The photo by photographer Yurko Dyachyshyn shows a Christmas table in the middle of a festively decorated Lviv street. The uniforms on the empty chairs are a reminder of the soldiers in captivity and missing in action. A simple and very effective image.
And the plates. Leaving an empty plate at the table for those we can't wait for is an ancient custom, and now it is returning to our homes with a new round of pain and loss brought by the war.
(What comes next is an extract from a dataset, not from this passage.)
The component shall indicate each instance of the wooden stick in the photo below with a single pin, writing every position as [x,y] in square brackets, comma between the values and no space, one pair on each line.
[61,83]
Focused on researching the past in my professional life, when I think about any photo, I usually start digging into the corners of my memory (let's call it a ghost hunt). Documentary teaches us to learn and tell about the world through metaphor and detail, we always come back to this, it's like a foundation. No one in my life has ever felt metaphor as well as the woman who was born at the end of the war, at a time when all her sisters and brothers had already been killed by hunger, explosion, or terror. She, this woman, and then just some unimagined person, was planned as a new day, as a new joy, a new light, as someone who would live a life for the five people she had lost, even though she apparently barely managed to live her own. However, perhaps, feeling this burden of unlived lives, she learned to hear the world more deeply, knew how to follow symbols, signs, and, of course, metaphors, and I, fortunately, could learn this from her every summer.
That woman always put down empty plates.
The deceased sat at the same table with her three times a year: on their birthdays, one by one, then all together on one of the less busy days during the green holidays in June, and always at Christmas. At first, she set out a plate for each person, but over the years she began to set one for each of them, because she had nowhere to get a table that long, and no way to extend her kitchen enough to invite everyone she wanted to treat.
If she hadn't lost her mind today and was wandering around in the first decades after the war (not this one, of course), I would take her through the Christmas streets and show her how many empty plates there were! And if she hadn't lost her mind, she might have answered: “Never have so many of us gathered at one table like today.” The dead have many things to do, she would have said, or she had said so before, but on nights like this the gates are open for only one dinner. Both the living and the dead are looking for a time to come together in the bright time of a new birth, in the bright time not of victory but of faith in its possibility, to rejoice and mourn together.